Is this the proper way to process user data into and from a database?

JeffWalden · September 22, 2011, 6:24am

Is your concern preventing XSS or to properly escape the data so it doesn’t blow up your SQL queries?

There was a great article written on this a little while ago: http://wonko.com/post/html-escaping

felgall · September 22, 2011, 10:29am

htmlspecialchars is an output function used for escaping problem characters when writing the data into a web page. It has nothing whatever to do with databases or validation.

mysql_real_escape_string was the 20th century output function for escaping data to be written to a database. It became obsolete when PDO and mysqli introduced prepare/bind so as to keep the query and the data completely separate. It also has nothing to do with validation.

Validation is an input function where you validate that what is in a given field is valid for that field to contain. If the field is supposed to only contain numbers then that’s what you validate it for. If it is allowed to contain symbols that could be misinterpreted as HTML then you allow those through the validation and into the database and only ever escape them if writing them into a web page.

Cups · September 22, 2011, 1:12pm

yes

stevecc · September 22, 2011, 9:31pm

felgall, thanks for setting me straight. don’t know where my head was… yes obviously binded params is the right way. can i ask about the appropriate usage of htmlentities / htmlspecialchars and urlencode in a typical php web app?

felgall · September 22, 2011, 9:55pm

Both htmlspecialchars and htmlentities do basically the same thing exccept that htmlentities converts a lot more characters to their equivalent HTML entity codes.

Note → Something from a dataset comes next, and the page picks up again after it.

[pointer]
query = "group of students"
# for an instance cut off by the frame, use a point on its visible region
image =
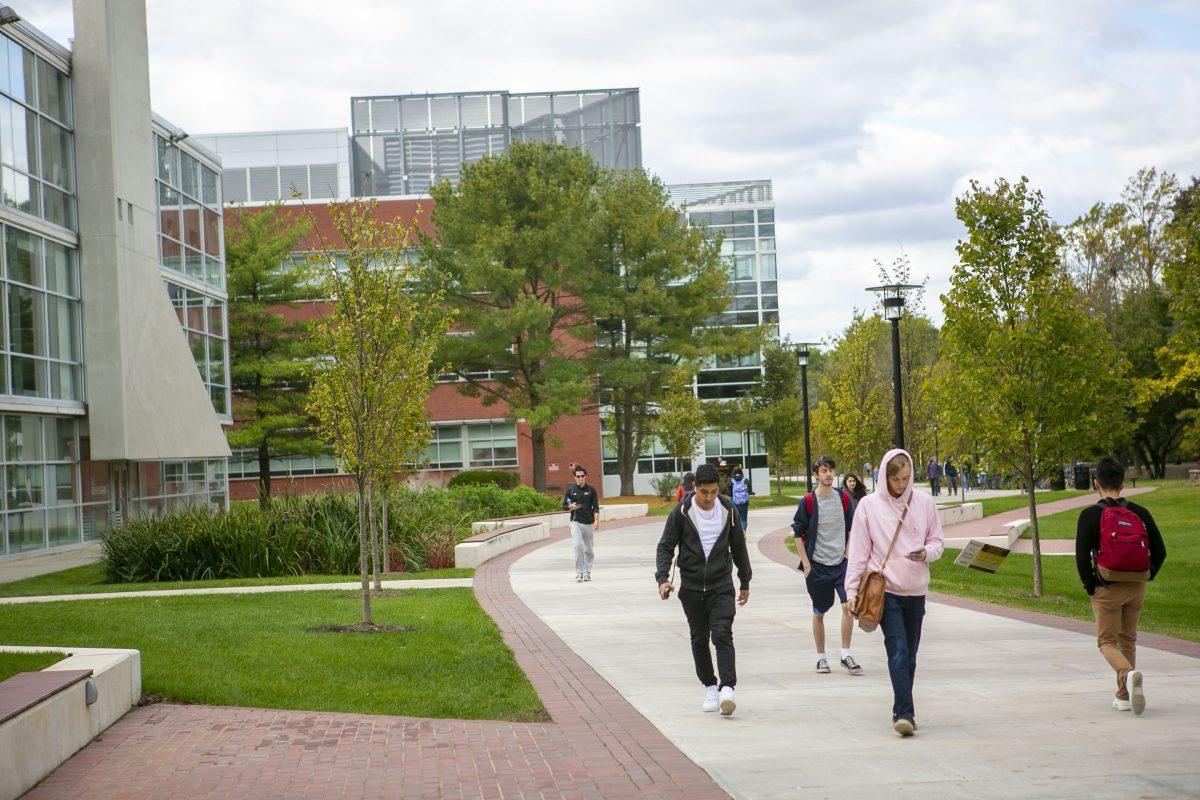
(847, 534)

htmlspecialchars covers all the conversions you’d normally need as it is only really < and & that need to be converted to entity codes when displaying thext in an HTML page.

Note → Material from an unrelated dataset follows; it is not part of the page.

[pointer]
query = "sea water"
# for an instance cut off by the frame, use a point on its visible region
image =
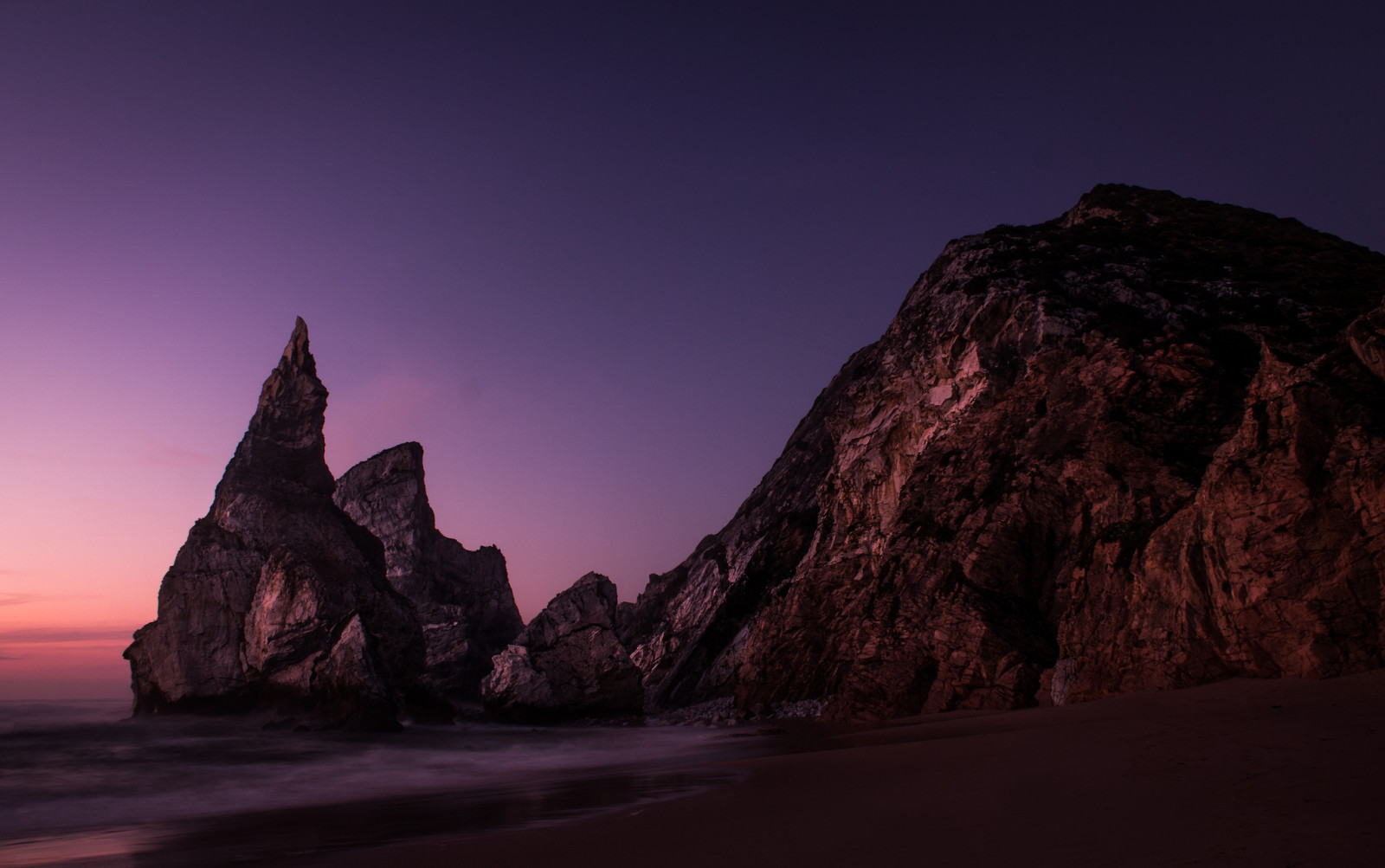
(82, 784)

You would call htmlspecialchars at the point where you are outputting the text into the web pageand so would usually have:

echo htmlentities($fieldname);

Lemon_Juice · September 23, 2011, 9:23am

I wouldn’t worry about not using bound params, if you like them use them, if not you don’t have to. Prepared statements were not designed to prevent sql injections, it’s only a nice by-product. Personally, I found that preparing statements requires more typing on my part and introduces other inconveniences (like not having complete queries for debugging) so after some time of using them I dumped them. Using the right function for escaping is not a difficult thing to remember.

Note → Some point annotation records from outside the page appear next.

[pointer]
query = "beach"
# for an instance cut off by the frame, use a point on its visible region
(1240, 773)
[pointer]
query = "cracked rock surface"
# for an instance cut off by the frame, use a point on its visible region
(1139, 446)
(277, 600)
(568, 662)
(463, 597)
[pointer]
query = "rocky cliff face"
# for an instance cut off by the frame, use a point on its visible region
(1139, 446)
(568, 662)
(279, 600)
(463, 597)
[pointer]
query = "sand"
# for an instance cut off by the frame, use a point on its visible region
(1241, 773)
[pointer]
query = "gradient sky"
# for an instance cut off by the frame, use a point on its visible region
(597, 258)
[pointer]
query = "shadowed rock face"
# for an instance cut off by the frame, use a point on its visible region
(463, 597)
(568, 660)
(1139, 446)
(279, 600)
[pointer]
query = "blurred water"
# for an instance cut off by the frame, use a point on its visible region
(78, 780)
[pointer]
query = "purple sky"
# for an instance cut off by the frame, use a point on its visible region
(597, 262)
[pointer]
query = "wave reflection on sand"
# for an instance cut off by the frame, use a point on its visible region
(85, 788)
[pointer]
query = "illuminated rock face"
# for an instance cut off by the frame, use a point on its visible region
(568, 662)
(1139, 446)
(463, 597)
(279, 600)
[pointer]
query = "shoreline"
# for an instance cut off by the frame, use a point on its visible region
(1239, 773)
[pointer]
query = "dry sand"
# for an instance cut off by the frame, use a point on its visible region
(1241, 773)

Therefore, I disagree with fellgall that escaping is the 20th century way of doing things… unless you use the old mysql extension instead of mysqli. If you use mysqli_real_escape_string() you are doing it perfectly OK and the diagram you posted is correct. Just remember to set your character set after connection with mysqli_set_charset() - this way you make mysqli_escape_string() completely safe against some rare exploits that are possible with injecting data in different character sets.

Just experiment with both mysqli and PDO and decide which one you like better. In either case, I think it’s good to create your own wrapper class around native PDO or Mysqli because using only built-in php functions and methods can be lengthly and inconvenient for frequent use. For example, my wrapper class allows me to do the following:


// fetch one row of the result set into associative array:
$row = $db->fetch_one_row("SELECT name, surname FROM users WHERE status=" .$db->quote($status));

Here, my own method quote() is short to write and handles all escaping, it detects the data type and NULL values and uses mysqli->real_escape_string() when necessary. Errors are handled by my wrapper class and this way accessing db is a one-line code in many cases.

felgall · September 23, 2011, 7:50pm

Except that you are still exposed to possible injections since you still have a jumbled mess of query and data that allows the possiblility of injection being able to occur. Using prepare/bind removes any possibility of injection.

It all depends on how secure you are trying to be. Injection is still theoretically possible if the data and query are mixed together regardless of how many layers of protection you build in.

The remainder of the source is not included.